Jørgen Barth-Jørgensen

Personal information
- Full name: Jørgen Ludvig Barth-Jørgensen
- Nationality: Norwegian
- Born: 15 February 1932 Larvik, Norway
- Died: 6 December 2021 (aged 89) Hokksund, Øvre Eiker, Norway

Sport
- Sport: Weightlifting

= Jørgen Barth-Jørgensen =

Norwegian weightlifter (1932–2021)

Jørgen Ludvig Barth-Jørgensen (15 February 1932 – 6 December 2021) was a Norwegian weightlifter. Barth-Jørgensen started the sport in the 1940s and represented the Larvik Atletklubb, winning nine national titles and five Kongepokals during his local career. He would also hold multiple Norwegian and Nordic records in the sport.

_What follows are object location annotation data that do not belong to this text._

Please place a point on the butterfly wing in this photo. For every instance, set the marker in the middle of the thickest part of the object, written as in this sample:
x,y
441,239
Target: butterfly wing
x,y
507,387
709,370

Internationally, he competed at the 1952 Summer Olympics as one of the first Norwegian weightlifters to represent the nation at a Summer Games. He would place thirteenth in the men's middle heavyweight event. Later on, he would compete in three editions of the World Weightlifting Championships and an edition of the European Weightlifting Championships but would not medal in any of them. He later served as part of the "training board" for the Norwegian Weightlifting Federation and was inducted to its hall of fame.

==Biography==
Jørgen Ludvig Barth-Jørgensen was born on 15 February 1932 in Larvik, Norway. He started weightlifting and weight training with his connections while competing for the sports club Larvik Atletklubb domestically during the 1940s. In his local career, he would win nine titles at the national championships from 1950 to 1958, additionally winning five Kongepokals at five editions of the competition.

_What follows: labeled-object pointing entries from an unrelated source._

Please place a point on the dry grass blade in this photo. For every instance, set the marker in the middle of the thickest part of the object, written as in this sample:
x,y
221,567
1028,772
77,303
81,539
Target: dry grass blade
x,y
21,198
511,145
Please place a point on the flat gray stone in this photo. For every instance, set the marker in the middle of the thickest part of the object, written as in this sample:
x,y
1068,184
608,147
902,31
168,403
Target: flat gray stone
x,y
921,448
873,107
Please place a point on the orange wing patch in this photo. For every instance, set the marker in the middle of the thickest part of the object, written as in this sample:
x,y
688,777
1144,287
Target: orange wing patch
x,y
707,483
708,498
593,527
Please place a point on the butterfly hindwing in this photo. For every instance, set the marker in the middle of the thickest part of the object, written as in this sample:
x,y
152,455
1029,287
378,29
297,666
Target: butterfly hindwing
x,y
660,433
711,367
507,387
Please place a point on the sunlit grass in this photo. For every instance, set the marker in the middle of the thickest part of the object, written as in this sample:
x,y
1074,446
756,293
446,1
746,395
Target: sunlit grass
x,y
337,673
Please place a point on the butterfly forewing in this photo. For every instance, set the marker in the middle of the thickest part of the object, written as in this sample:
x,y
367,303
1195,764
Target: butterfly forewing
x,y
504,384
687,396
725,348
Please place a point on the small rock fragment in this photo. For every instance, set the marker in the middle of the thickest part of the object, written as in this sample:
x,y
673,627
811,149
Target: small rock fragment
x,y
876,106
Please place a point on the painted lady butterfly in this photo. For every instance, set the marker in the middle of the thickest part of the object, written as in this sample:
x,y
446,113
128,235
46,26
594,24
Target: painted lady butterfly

Barth-Jørgensen competed at the 1952 Summer Olympics held in Helsinki, Finland, for his first appearance at the Olympic Games. He would be one of the first Norwegian weightlifters to compete at an edition of the Summer Games. There, he would compete in the men's middle heavyweight event for lifters that weighed 90 kilograms or less. He competed on 27 July against 19 other competitors. His total in the event would be 355.0 kilograms, placing him thirteenth in the event.

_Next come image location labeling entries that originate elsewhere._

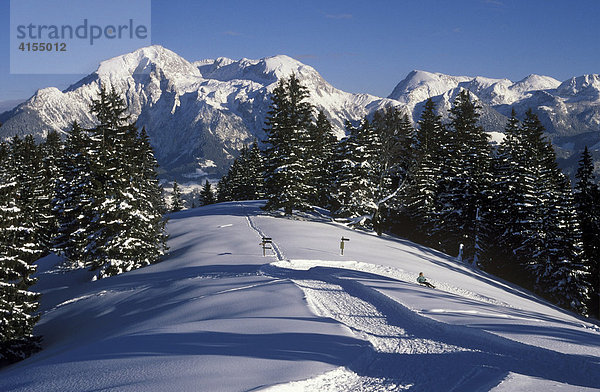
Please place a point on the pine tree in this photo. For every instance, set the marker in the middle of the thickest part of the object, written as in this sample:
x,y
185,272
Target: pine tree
x,y
176,200
75,190
465,184
396,138
51,152
587,206
356,177
207,195
509,206
540,244
419,196
18,250
144,241
287,127
127,229
321,146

After the 1952 Summer Games, he would compete at the 1953, 1954 and 1958 World Weightlifting Championships, and the 1954 European Weightlifting Championships, but did not medal in any of the events. During his career, he would set multiple Norwegian and Nordic records in the sport. He later served as part of the "training board" for the Norwegian Weightlifting Federation for several years. Barth-Jørgensen died on 6 December 2021 in Hokksund, Øvre Eiker, Norway, and was inducted to the Federation's hall of fame.